Но, видимо, крики «шайба!» заглушили мой голос, и он не пришел ни после первой страницы, ни после второй. Из-за переплета на клею книжка все время норовила захлопнуться, приходилось с усилием придерживать страницы. Картинки там были черно-белые, а шрифт, наверное, для дальнозорких.

Банки выжигали на спине огненные дупла, из носа капало на «Айболита», и из глаз тоже капало, а папа смотрел отборочный матч и не шел.

Песок в медицинских часах плеснул иссякающей струйкой и замер.

Я поняла, что я сейчас умру.

— А-а-а-а! — заорала я. — А-А-А-А!

И тогда папа пришел и обнаружил, что я уже на пятнадцатой странице.

— Вот видишь: все можешь сама, — сказал он. — Молодец.

Весь месяц я просидела дома с «Айболитом» и дочитала его до конца. А потом снова пошла в школу. Все вернулось на круги своя, только из-за случая с тренажером у меня нет фотографии первого класса.

Вернее, сам снимок-то есть, только вместо меня на фотографии — пустота, воздух, дырка от бублика.

Потому что я тогда немножко умерла. Я очень хорошо это запомнила. Гораздо лучше, чем содержание «Айболита».

Классная все равно предложила маме выкупить фотографию — на память о школе.

Но мама посмотрела на нее, как на дуру и отказалась.

 


МОСТОПОЕЗД

Кота выловили из бочки с водой на стройке. Сколько времени он в ней плавал, неизвестно. Может, целый день. Кот барахтался у скользкого борта, шкрябал лапами по изнанке металлического кольца, но выбраться не мог — воды было не доверху, и барьер получился непреодолимым. Все это время он орал, призывая мявом на помощь. По этому мяву его и нашли.

— Иди сюда, киса.

Сашка наклонился над бочкой. Кот заорал еще громче и вцепился в рукав.

— Он бы утонул, — сказал Толян. — Хорошо, что мы услышали. Его высушить надо. Возьми его себе. У нас Бублик, порвет.
— Ладно, попробую.

Кот сидел у Сашки на руках и дрожал. С шерсти стекала вода, капала с рубашки на шорты, на ноги, просачивалась сквозь дырочки сандалет. Сашка шел по тропинке домой и думал, что скажет матери: в семье никогда не держали животных.

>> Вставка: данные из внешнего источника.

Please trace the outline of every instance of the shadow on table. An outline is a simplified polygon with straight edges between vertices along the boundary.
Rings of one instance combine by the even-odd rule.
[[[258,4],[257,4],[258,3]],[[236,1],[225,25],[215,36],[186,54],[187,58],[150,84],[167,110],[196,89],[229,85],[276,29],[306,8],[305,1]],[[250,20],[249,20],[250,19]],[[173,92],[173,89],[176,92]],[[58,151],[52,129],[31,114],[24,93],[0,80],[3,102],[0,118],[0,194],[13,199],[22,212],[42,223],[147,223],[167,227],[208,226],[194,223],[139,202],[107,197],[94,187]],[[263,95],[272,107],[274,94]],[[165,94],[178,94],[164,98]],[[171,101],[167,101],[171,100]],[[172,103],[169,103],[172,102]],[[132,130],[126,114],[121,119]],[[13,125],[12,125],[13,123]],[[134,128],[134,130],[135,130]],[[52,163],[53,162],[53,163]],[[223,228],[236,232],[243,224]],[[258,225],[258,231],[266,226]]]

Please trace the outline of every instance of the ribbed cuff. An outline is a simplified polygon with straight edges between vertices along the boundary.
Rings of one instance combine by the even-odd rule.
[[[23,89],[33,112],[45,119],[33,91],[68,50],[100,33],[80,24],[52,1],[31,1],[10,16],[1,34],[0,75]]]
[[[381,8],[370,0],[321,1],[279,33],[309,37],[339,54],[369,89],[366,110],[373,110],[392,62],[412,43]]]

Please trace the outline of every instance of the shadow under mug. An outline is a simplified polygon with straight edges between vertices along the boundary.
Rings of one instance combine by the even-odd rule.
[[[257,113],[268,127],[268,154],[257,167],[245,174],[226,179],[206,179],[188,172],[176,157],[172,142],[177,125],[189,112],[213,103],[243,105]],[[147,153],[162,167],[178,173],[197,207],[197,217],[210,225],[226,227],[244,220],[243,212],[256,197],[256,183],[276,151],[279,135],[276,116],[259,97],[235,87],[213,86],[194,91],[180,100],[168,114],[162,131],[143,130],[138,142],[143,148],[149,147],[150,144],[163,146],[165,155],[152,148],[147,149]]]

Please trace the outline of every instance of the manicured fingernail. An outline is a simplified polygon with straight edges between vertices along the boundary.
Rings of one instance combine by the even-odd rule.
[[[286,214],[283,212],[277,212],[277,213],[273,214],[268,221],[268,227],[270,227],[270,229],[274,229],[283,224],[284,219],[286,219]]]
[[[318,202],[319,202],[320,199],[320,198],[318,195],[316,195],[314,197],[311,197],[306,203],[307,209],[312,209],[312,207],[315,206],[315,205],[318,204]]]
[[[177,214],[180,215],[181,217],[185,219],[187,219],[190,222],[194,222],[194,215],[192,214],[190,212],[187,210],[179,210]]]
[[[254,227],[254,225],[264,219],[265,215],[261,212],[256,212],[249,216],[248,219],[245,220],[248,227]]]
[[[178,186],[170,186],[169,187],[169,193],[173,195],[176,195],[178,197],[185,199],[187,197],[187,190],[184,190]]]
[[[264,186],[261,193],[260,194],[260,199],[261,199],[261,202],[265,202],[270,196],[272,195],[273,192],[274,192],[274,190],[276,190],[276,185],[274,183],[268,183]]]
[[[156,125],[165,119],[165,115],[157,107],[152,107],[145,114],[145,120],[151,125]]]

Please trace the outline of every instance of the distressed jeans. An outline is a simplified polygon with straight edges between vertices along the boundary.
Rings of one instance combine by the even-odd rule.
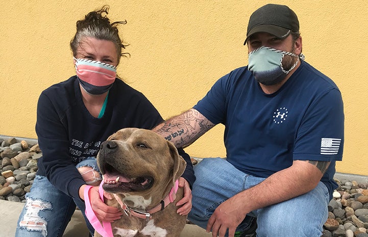
[[[220,204],[265,179],[245,174],[220,158],[203,159],[194,170],[197,179],[192,190],[192,208],[188,219],[204,229]],[[315,188],[303,195],[253,210],[236,231],[248,229],[252,219],[256,217],[257,237],[320,236],[327,220],[329,202],[328,190],[320,182]]]
[[[82,166],[90,166],[100,171],[95,159],[85,160],[76,166],[77,168]],[[36,175],[31,192],[26,197],[26,202],[18,220],[15,237],[62,236],[76,206],[82,212],[93,236],[94,230],[84,214],[84,202],[60,191],[46,177]]]

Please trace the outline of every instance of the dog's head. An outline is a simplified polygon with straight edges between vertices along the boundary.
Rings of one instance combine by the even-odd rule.
[[[150,130],[133,128],[119,130],[103,142],[97,162],[103,188],[122,199],[162,198],[186,165],[173,143]]]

Место, в котором жил Сашка, называлось Мостопоезд. Через Южный Буг строили капитальный мост, взамен старого, наплавного. Он должен был напрямую соединить правобережную Варваровку с городом, короче связать Николаев с одесской дорогой. К берегу протянули железнодорожную ветку для доставки стройматериалов, по ней же подогнали состав теплушек. Там поселились рабочие. Поэтому Мостопоезд.

Рядом стояли бараки. В Сашкином проживали четыре семьи. В каждую квартиру — отдельный вход. Калиточка, за ней палисадник и огородец. На сорока квадратных метрах мать завела цветник: розы, мальвы, галардии, сентябрины, золотые шары. Пара абрикосовых деревьев, старый орех, у самого забора шелковица, черная и белая. Пятна от черных ягод оттирали с одежды белыми, больше ничто не брало: ни мыло, ни сода, ни соляной раствор, ни кипячение с канцелярским клеем. Сашка сорвал ягоду с ветки, сунул в рот. Перехватил кота поудобнее. Кот пригрелся и мирно спал на груди.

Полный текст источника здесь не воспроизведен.